Roszak is interested in the "traditional healing techniques of primary people, nature mysticism as expressed in religion and art, the experience of wilderness, the insights of Deep Ecology". It can sound terribly vague, but it is hard to resist a writer who reminds us that "salt remnants of ancient oceans flow through our veins, ashes of expired stars rekindle in our genetic chemistry".
With environmental stories featured in every news bulletin, you might think that the ideas of people like Wilson and Roszak are carrying the day. But there is a paradoxical danger that environmental campaigning will estrange us even further from the natural world. For so much of that campaigning emphasises the threat the environment poses to us, whether it is global warming or chemicals in our food. The environment is sometimes made to sound like the Communists were supposed to be in 1950s America. It is all around us (you can't argue with that) and it is out to get us.
In this urgent concern to "save the planet" it is easy to overlook the need to protect the beauty of the countryside and to ensure that more people are given the chance to enjoy it. Graham Harvey reminds us that, not so long ago, the downland landscape that Richard Jefferies loved was available to all. "For the child growing up in Southern Britain as recently as the last war," he writes, "the life and sounds of the chalk grasslands would have been as familiar as the shopping mall to the modern child."
And wonderfully attractive Harvey makes that life appear:
As the spring deepens into summer the sounds of this ancient landscape grow louder – grasshoppers, crickets, bees buzzing between the bright chalkland flowers. Butterflies like the skipper and the common blue, drift over the short-cropped grasses as sklylarks climb on the summer thermals. Chaffinches and willow warblers haunt the gorses and brambles, stone curlews call shrilly in the evening air. And badgers, foxes and hares play out their flawless roles in a drama as old as the earth.[9]

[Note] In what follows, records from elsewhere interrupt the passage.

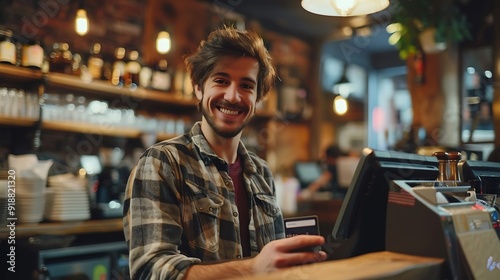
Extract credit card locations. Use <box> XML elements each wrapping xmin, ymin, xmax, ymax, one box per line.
<box><xmin>284</xmin><ymin>215</ymin><xmax>320</xmax><ymax>237</ymax></box>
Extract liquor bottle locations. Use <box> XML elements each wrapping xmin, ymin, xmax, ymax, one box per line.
<box><xmin>124</xmin><ymin>50</ymin><xmax>141</xmax><ymax>88</ymax></box>
<box><xmin>101</xmin><ymin>61</ymin><xmax>112</xmax><ymax>81</ymax></box>
<box><xmin>22</xmin><ymin>40</ymin><xmax>45</xmax><ymax>70</ymax></box>
<box><xmin>0</xmin><ymin>28</ymin><xmax>16</xmax><ymax>65</ymax></box>
<box><xmin>71</xmin><ymin>53</ymin><xmax>82</xmax><ymax>76</ymax></box>
<box><xmin>139</xmin><ymin>63</ymin><xmax>152</xmax><ymax>89</ymax></box>
<box><xmin>111</xmin><ymin>47</ymin><xmax>126</xmax><ymax>87</ymax></box>
<box><xmin>151</xmin><ymin>59</ymin><xmax>171</xmax><ymax>91</ymax></box>
<box><xmin>87</xmin><ymin>43</ymin><xmax>103</xmax><ymax>80</ymax></box>
<box><xmin>49</xmin><ymin>42</ymin><xmax>72</xmax><ymax>73</ymax></box>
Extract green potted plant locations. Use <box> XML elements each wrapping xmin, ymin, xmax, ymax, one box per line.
<box><xmin>388</xmin><ymin>0</ymin><xmax>471</xmax><ymax>59</ymax></box>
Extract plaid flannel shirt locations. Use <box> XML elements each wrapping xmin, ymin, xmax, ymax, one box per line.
<box><xmin>123</xmin><ymin>122</ymin><xmax>285</xmax><ymax>279</ymax></box>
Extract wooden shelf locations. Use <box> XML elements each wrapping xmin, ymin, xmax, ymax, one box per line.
<box><xmin>47</xmin><ymin>72</ymin><xmax>198</xmax><ymax>107</ymax></box>
<box><xmin>0</xmin><ymin>64</ymin><xmax>43</xmax><ymax>81</ymax></box>
<box><xmin>0</xmin><ymin>116</ymin><xmax>38</xmax><ymax>127</ymax></box>
<box><xmin>42</xmin><ymin>120</ymin><xmax>177</xmax><ymax>139</ymax></box>
<box><xmin>42</xmin><ymin>120</ymin><xmax>141</xmax><ymax>138</ymax></box>
<box><xmin>0</xmin><ymin>218</ymin><xmax>123</xmax><ymax>239</ymax></box>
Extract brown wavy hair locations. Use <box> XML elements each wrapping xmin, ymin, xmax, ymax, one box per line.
<box><xmin>184</xmin><ymin>26</ymin><xmax>276</xmax><ymax>102</ymax></box>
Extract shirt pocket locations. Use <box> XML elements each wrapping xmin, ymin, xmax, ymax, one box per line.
<box><xmin>254</xmin><ymin>194</ymin><xmax>281</xmax><ymax>247</ymax></box>
<box><xmin>184</xmin><ymin>179</ymin><xmax>224</xmax><ymax>253</ymax></box>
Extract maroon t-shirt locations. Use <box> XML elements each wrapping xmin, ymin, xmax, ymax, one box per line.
<box><xmin>228</xmin><ymin>158</ymin><xmax>251</xmax><ymax>257</ymax></box>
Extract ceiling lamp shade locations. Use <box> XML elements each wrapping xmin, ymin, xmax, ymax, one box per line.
<box><xmin>301</xmin><ymin>0</ymin><xmax>390</xmax><ymax>17</ymax></box>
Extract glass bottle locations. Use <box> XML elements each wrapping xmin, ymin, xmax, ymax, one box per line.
<box><xmin>151</xmin><ymin>59</ymin><xmax>172</xmax><ymax>91</ymax></box>
<box><xmin>139</xmin><ymin>64</ymin><xmax>152</xmax><ymax>89</ymax></box>
<box><xmin>111</xmin><ymin>47</ymin><xmax>126</xmax><ymax>87</ymax></box>
<box><xmin>71</xmin><ymin>53</ymin><xmax>83</xmax><ymax>76</ymax></box>
<box><xmin>49</xmin><ymin>42</ymin><xmax>72</xmax><ymax>74</ymax></box>
<box><xmin>87</xmin><ymin>43</ymin><xmax>103</xmax><ymax>80</ymax></box>
<box><xmin>101</xmin><ymin>61</ymin><xmax>112</xmax><ymax>81</ymax></box>
<box><xmin>0</xmin><ymin>28</ymin><xmax>16</xmax><ymax>65</ymax></box>
<box><xmin>125</xmin><ymin>50</ymin><xmax>141</xmax><ymax>88</ymax></box>
<box><xmin>22</xmin><ymin>40</ymin><xmax>45</xmax><ymax>69</ymax></box>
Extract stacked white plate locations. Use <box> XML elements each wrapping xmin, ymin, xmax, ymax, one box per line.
<box><xmin>16</xmin><ymin>178</ymin><xmax>47</xmax><ymax>223</ymax></box>
<box><xmin>44</xmin><ymin>174</ymin><xmax>90</xmax><ymax>221</ymax></box>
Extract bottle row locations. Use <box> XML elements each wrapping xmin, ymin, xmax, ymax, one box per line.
<box><xmin>0</xmin><ymin>26</ymin><xmax>177</xmax><ymax>93</ymax></box>
<box><xmin>0</xmin><ymin>27</ymin><xmax>44</xmax><ymax>69</ymax></box>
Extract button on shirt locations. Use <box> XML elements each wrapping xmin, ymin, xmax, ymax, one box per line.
<box><xmin>123</xmin><ymin>122</ymin><xmax>285</xmax><ymax>280</ymax></box>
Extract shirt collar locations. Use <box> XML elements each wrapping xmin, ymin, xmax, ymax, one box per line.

When Roszak writes that "Ecopsychology seeks to heal the more fundamental alienation between the recently created urban psyche and the age-old natural environment", it is the recovery of this sort of richness that he has in mind.
Or as Richard Jefferies put it:
Let us get out of these indoor narrow modern days, whose twelve hours have somehow become shortened, into the sunlight and the pure wind. A something that the ancients called divine can be found and felt there still.[10]

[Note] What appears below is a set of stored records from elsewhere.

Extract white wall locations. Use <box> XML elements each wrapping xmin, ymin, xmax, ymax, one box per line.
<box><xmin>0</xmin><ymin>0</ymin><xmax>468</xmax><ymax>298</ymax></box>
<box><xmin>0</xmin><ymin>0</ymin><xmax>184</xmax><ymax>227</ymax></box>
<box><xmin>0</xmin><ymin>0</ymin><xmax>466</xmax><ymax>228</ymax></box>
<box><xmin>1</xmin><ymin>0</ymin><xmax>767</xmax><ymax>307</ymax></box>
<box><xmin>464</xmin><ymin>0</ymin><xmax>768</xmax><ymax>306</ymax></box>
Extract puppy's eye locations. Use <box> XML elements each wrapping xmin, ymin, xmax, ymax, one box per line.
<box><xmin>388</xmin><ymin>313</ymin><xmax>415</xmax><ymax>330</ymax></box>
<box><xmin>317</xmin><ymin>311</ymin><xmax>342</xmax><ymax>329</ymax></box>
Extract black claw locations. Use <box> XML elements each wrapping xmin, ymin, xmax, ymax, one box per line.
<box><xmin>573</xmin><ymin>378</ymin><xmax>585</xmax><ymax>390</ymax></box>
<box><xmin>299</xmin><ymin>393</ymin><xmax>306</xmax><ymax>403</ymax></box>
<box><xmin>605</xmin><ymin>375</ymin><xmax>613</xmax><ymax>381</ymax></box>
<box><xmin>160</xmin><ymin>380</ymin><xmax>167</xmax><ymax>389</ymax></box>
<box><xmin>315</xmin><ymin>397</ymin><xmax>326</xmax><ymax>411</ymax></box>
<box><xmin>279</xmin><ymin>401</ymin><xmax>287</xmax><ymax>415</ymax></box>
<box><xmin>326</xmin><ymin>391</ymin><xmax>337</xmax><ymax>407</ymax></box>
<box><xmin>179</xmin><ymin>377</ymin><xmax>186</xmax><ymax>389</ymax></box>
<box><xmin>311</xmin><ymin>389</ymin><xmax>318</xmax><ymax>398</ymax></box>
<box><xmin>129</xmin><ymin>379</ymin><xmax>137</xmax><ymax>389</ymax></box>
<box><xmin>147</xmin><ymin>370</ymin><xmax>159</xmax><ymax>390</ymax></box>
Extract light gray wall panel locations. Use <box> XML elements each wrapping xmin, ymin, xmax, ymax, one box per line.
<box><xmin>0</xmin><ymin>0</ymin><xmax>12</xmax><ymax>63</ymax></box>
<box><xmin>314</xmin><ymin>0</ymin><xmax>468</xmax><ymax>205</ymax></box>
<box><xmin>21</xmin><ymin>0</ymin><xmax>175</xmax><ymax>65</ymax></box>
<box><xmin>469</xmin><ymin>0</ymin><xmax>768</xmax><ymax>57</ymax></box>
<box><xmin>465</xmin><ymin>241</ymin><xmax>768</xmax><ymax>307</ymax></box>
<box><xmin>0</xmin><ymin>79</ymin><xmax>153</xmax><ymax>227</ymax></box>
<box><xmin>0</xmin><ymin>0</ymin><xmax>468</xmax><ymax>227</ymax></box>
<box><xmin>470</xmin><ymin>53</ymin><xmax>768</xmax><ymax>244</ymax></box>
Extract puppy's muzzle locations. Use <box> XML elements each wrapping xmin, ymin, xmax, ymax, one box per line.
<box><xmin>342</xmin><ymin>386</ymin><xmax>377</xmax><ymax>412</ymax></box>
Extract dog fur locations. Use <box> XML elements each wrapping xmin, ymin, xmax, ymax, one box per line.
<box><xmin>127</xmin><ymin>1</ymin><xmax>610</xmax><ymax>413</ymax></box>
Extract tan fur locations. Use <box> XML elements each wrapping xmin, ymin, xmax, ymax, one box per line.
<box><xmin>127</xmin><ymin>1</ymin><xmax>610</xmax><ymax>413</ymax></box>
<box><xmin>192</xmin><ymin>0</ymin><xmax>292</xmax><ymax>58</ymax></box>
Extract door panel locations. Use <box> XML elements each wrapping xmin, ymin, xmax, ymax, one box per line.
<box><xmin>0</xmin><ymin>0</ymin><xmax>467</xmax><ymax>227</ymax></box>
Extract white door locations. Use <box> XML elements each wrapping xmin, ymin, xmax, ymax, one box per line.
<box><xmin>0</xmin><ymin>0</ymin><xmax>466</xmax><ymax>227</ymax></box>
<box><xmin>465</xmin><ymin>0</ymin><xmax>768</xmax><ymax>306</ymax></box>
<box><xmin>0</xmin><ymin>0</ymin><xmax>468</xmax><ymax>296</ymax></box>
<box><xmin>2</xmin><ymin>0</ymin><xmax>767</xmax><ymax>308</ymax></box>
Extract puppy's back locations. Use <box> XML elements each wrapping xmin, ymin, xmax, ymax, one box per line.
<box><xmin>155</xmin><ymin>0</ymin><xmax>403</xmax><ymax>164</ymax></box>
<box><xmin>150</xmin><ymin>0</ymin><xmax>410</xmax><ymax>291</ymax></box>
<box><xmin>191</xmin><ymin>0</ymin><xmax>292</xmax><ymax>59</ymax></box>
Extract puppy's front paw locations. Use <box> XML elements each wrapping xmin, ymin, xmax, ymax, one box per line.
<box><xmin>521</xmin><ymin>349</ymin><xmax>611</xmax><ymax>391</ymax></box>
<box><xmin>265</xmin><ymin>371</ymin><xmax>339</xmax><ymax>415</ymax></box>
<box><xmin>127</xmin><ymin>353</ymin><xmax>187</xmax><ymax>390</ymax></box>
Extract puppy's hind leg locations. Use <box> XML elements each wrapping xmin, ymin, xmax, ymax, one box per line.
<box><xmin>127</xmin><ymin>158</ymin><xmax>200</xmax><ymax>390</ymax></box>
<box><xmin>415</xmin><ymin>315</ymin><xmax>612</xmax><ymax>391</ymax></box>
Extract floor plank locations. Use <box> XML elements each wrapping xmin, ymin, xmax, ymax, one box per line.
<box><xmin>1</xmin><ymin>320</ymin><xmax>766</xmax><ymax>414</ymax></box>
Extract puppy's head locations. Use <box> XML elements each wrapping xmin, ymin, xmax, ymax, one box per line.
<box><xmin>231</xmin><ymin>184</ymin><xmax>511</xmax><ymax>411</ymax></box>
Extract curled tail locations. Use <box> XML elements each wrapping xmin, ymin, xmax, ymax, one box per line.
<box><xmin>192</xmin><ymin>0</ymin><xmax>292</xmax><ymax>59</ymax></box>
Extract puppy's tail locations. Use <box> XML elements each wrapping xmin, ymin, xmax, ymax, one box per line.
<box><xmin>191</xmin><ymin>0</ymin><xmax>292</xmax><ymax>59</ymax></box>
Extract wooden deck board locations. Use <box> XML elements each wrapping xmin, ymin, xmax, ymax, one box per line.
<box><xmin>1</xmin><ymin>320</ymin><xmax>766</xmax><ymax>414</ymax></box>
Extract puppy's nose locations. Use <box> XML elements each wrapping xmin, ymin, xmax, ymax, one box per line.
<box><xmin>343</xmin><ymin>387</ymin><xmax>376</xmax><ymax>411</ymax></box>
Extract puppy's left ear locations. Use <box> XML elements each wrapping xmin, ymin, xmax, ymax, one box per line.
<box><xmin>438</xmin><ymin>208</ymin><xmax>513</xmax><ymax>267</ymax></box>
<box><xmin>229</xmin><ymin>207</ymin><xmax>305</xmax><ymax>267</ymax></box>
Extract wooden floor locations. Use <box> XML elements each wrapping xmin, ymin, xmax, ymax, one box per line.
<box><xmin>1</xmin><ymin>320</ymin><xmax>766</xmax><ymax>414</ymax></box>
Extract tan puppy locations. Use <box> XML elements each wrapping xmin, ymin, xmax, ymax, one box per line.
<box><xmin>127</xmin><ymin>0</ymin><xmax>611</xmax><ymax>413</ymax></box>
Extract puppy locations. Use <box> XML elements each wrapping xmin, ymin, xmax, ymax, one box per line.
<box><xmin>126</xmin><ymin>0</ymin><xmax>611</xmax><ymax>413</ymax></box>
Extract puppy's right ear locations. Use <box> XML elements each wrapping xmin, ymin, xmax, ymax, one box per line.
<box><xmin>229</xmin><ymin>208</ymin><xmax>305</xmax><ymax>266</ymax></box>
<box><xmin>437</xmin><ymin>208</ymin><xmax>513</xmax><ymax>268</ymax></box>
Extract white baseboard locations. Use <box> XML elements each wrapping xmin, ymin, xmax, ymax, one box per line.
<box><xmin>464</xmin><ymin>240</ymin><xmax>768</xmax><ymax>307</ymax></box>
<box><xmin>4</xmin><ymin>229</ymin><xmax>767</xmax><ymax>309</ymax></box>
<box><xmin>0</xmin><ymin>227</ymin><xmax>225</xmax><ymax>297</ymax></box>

Published in Open Mind 128, July/August 2004
References
1 R. Jefferies (1883/1979) The Story of My Heart, London: Quartet Books.
2 R. Jefferies (1884/1983) The pageant of summer, in The Life of the Fields, Oxford: Oxford University Press.
3 F. Nightingale (1859/1957) Notes on Nursing, Philadelphia: J. B. Lippincott.
4 R. S. Ulrich (1984) View through a window may influence recovery from surgery, Science 224: 420–21.
5 D. McCarthy (2004) Saving the Planet Without Costing the Earth: 500 Simple Steps to a Greener Lifestyle, London: Fusion Press.
6 E. O. Wilson (1984) Biophilia, Cambridge, MA: Harvard University Press.
7 G. Harvey (2002) The Forgiveness of Nature: The Story of Grass, London: Jonathan Cape.
8 T. Roszack (1992) The Voice of the Earth: An Exploration of Ecopsychology, New York: Simon & Schuster.
9 G. Harvey (1997) The Killing of the Countryside, London: Jonathan Cape.
10 R. Jefferies (1879/1973) The Amateur Poacher, Rhyl: Tideline Books.